Something more surprising came from her friendship with Lieutenant Toloconnicov. One day the lieutenant gave Marilyn an envelope, and waited while she read what was inside: a formal invitation in English for both of us to have supper with the marine commander, Major Shcherbatov. Marilyn told the lieutenant that we'd like to go, but we hadn't had a shower or washed our clothes for nearly five months. The lieutenant wrote us a permission to use showers in the sickbay, and said there'd be clean clothes for us there.

It felt good to shower and put clean clothes on.

The major had been stationed in eastern Siberia for a couple of years, and gotten interested in the Chukchi people there. From that he'd gotten interested in American Indians, so he had lots of questions about the Navajo. When he learned that not all of us were Navajo, he had questions about the other Apache tribes, and the Chippewa, and Sioux. We had supper with him twice, and talked for about three hours each time.

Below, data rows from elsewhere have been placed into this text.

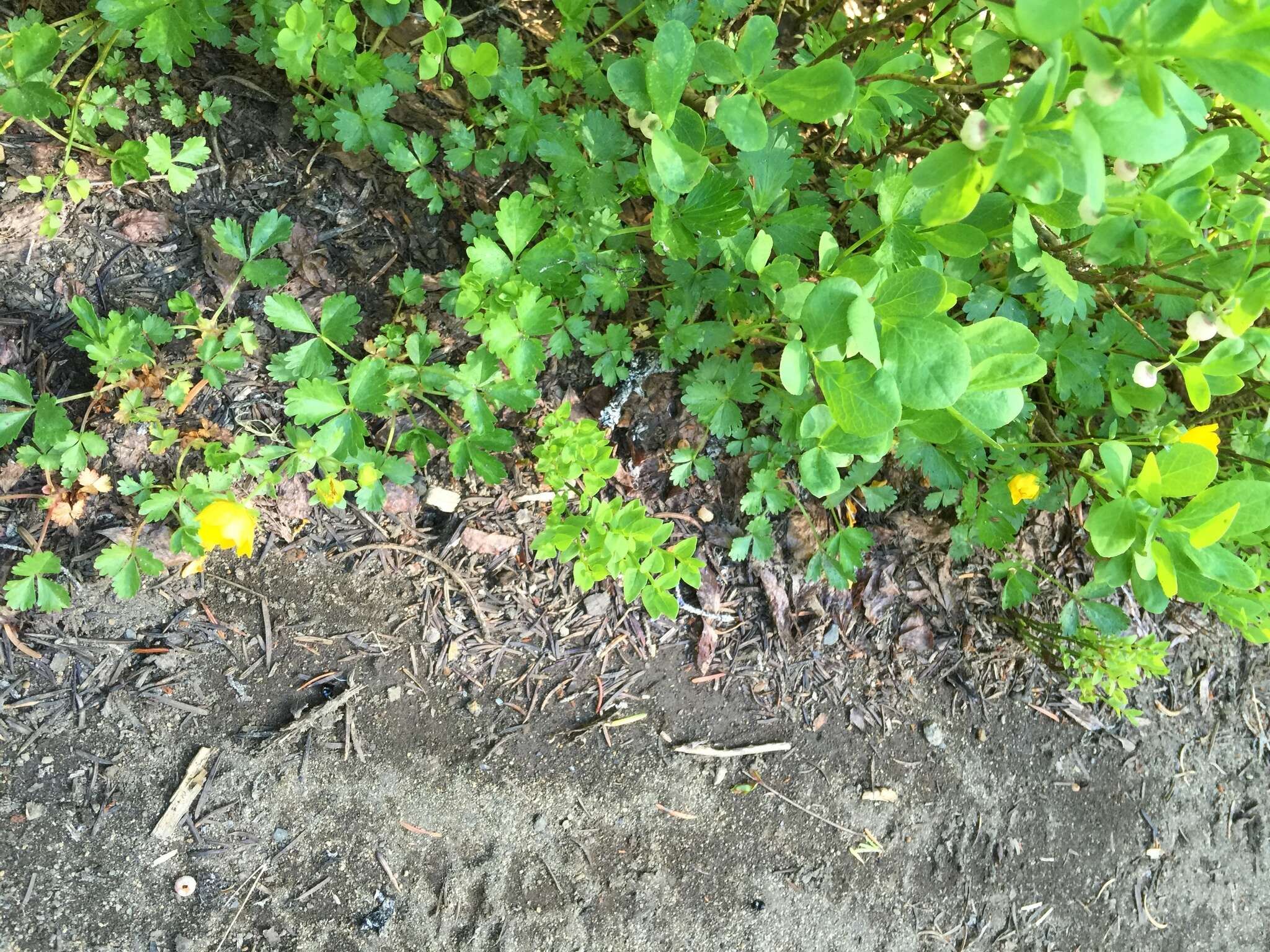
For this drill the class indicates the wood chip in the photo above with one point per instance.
(881, 795)
(184, 796)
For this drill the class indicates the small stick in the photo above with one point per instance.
(419, 829)
(186, 794)
(703, 751)
(251, 889)
(384, 865)
(432, 560)
(769, 787)
(313, 889)
(676, 814)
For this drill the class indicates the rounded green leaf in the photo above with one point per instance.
(812, 93)
(1034, 175)
(1129, 130)
(930, 361)
(680, 167)
(818, 474)
(1113, 527)
(863, 399)
(796, 367)
(718, 63)
(990, 56)
(744, 122)
(825, 314)
(1185, 470)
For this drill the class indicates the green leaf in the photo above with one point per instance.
(796, 367)
(680, 167)
(990, 56)
(517, 221)
(930, 361)
(16, 389)
(1214, 530)
(1185, 470)
(812, 93)
(229, 235)
(1002, 355)
(1113, 527)
(286, 312)
(744, 122)
(311, 402)
(1129, 130)
(863, 399)
(718, 63)
(33, 48)
(1046, 20)
(667, 69)
(913, 293)
(340, 315)
(825, 314)
(818, 472)
(756, 45)
(271, 229)
(367, 385)
(12, 425)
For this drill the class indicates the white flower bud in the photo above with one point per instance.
(1103, 89)
(1124, 170)
(1201, 327)
(975, 131)
(651, 123)
(1090, 215)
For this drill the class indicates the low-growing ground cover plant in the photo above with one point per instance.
(1014, 248)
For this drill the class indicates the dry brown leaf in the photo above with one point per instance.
(488, 542)
(156, 539)
(778, 601)
(145, 225)
(9, 475)
(17, 643)
(708, 594)
(916, 635)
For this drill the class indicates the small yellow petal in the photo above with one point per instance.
(228, 524)
(1204, 437)
(1024, 485)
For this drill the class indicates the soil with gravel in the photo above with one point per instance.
(498, 767)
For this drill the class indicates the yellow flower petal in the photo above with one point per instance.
(1024, 485)
(228, 524)
(1204, 437)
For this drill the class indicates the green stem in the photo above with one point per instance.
(610, 30)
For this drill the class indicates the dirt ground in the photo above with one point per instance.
(508, 780)
(1016, 829)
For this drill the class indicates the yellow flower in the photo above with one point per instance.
(1204, 437)
(1024, 485)
(228, 524)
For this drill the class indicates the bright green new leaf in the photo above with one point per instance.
(863, 399)
(667, 69)
(744, 122)
(812, 93)
(930, 361)
(680, 167)
(1113, 527)
(1185, 470)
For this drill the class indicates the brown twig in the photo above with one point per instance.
(432, 560)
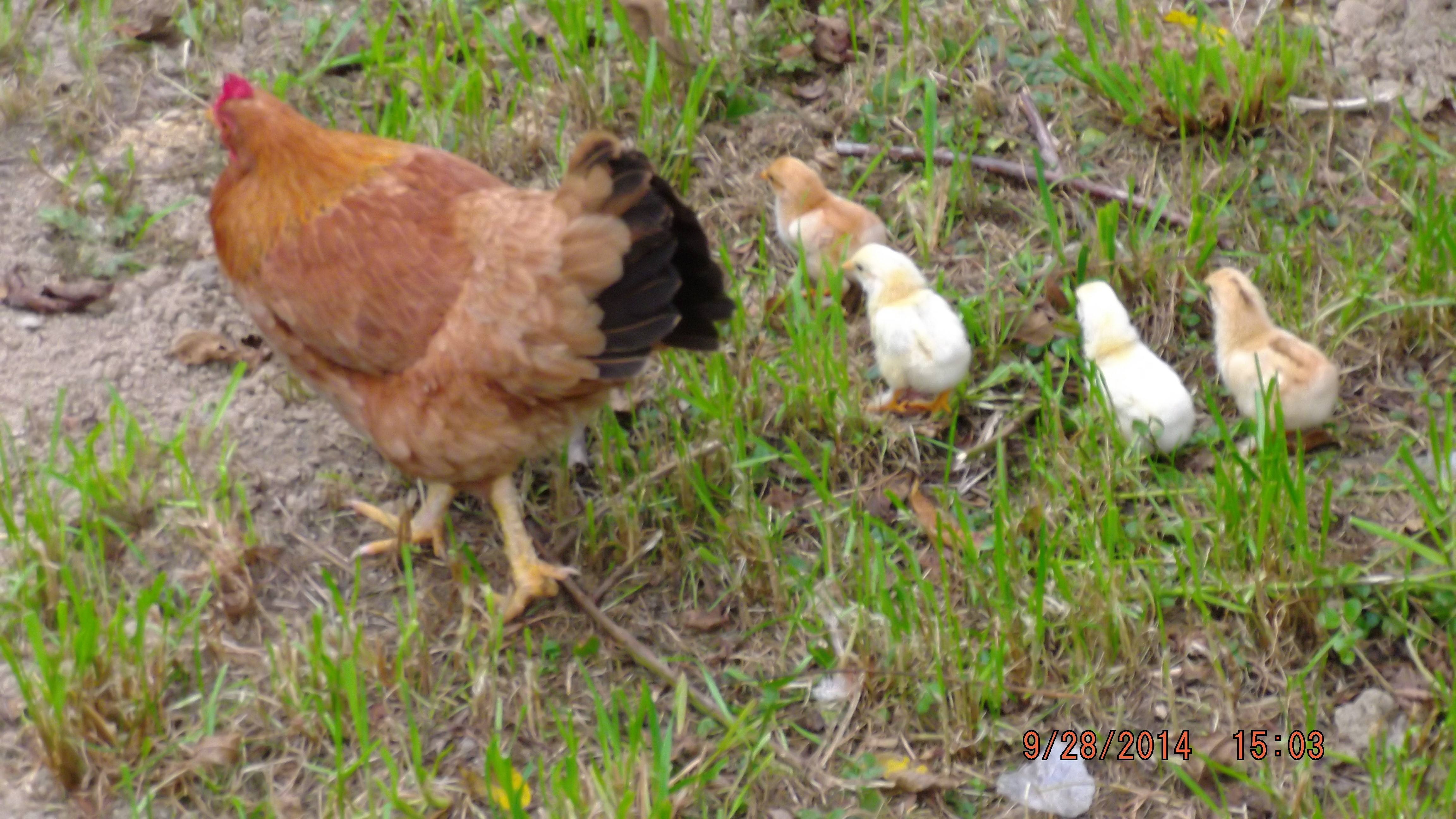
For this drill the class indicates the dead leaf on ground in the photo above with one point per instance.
(650, 20)
(217, 751)
(912, 777)
(1039, 325)
(793, 52)
(1219, 748)
(159, 31)
(1311, 441)
(937, 527)
(782, 500)
(196, 347)
(813, 91)
(711, 620)
(832, 43)
(56, 298)
(228, 565)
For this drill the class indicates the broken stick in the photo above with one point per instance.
(1016, 171)
(56, 298)
(1049, 146)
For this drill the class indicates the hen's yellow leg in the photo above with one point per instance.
(429, 525)
(533, 578)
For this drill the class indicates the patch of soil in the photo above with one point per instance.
(1404, 44)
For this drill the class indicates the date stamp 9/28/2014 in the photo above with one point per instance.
(1146, 745)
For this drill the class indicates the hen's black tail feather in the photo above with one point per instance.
(672, 292)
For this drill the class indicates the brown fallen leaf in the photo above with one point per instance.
(1219, 748)
(793, 52)
(56, 298)
(940, 528)
(650, 20)
(1039, 325)
(782, 500)
(909, 776)
(1309, 439)
(813, 91)
(196, 347)
(216, 751)
(832, 43)
(159, 31)
(700, 620)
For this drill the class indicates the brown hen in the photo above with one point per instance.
(459, 323)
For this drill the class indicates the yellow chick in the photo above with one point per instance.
(1141, 387)
(921, 343)
(1250, 346)
(829, 227)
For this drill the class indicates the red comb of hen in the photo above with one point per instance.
(235, 88)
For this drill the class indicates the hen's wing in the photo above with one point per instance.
(367, 283)
(549, 289)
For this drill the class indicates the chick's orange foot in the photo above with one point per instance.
(911, 403)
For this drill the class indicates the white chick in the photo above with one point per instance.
(1141, 387)
(1250, 346)
(806, 212)
(921, 343)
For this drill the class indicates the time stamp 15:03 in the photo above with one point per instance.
(1146, 745)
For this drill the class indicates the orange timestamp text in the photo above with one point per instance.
(1146, 745)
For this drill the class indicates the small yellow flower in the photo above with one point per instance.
(1196, 25)
(518, 785)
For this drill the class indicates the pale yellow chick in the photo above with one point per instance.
(1139, 385)
(830, 228)
(1251, 352)
(919, 339)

Marilyn asked him questions about Haven, but he claimed he didn't know much about it. I didn't believe him. He picked up his wine glass when he said it, which kept him from having to look at her. It didn't make me feel any better about what we'd find there.

It took the Makarov more than thirteen months to reach Haven. In that time we received four different series of shots, broad-spectrum vaccines to keep us safe from disease on Haven, as safe as possible. Also, Marilyn gave birth to a boy. We named him Marcel, after my grandfather.

The week before we entered the Byers' System, George said he didn't feel qualified to be chief on Haven, and proposed Tom Spotted Horse, a retired marine master sergeant in his forties. The council agreed, so Tom was our chief. He organized us into squads, platoons, companies, and battalions, and made sure we all knew what we belonged to. We picked our own officers and sergeants. That was tradition, and Tom didn't know most of the people.

A few days before we landed, Lieutenant Toloconnicov gave Marilyn a military topographic map of the district where we were supposed to land. Marilyn let me look at it before she took it to Tom. The latitude was subtropical; on a planet known for its cold climate, that was hopeful. The top half of the map showed the south part of a plateau that broke away into badlands. South of the badlands was a basin with the word desert on it. There were no towns or roads, but the plateau had a few thin broken lines with the words livestock driveway, and across it in large letters, the word KAZAKHS. The Kazakhs, I knew, were a people in Asia, and I remembered reading, years before, that a tribe of Kazakh traditionalists, herdsmen, had gotten the Soviet government to sponsor a Kazakh colony on Haven. This must be where it was.

An X had been marked on the plateau with a marker pen. The only reason I could think of for that was, we were supposed to be put down there. I went with Marilyn and told Tom what I'd made of the map; he listened, and then made me his technical aide.

The next day, forming up to load into the shuttles, most of us were feeling glad to be getting there at last. Even I was. At least I'd know what we were in for. Instead of putting us down where the X was, they put us on a mesa isolated from the plateau by broken lands. Lieutenant Toloconnicov said the major was responsible for that. He believed that if he landed us at the X, the Kazakhs, who were armed, would attack us and make slaves out of the prisoners they took.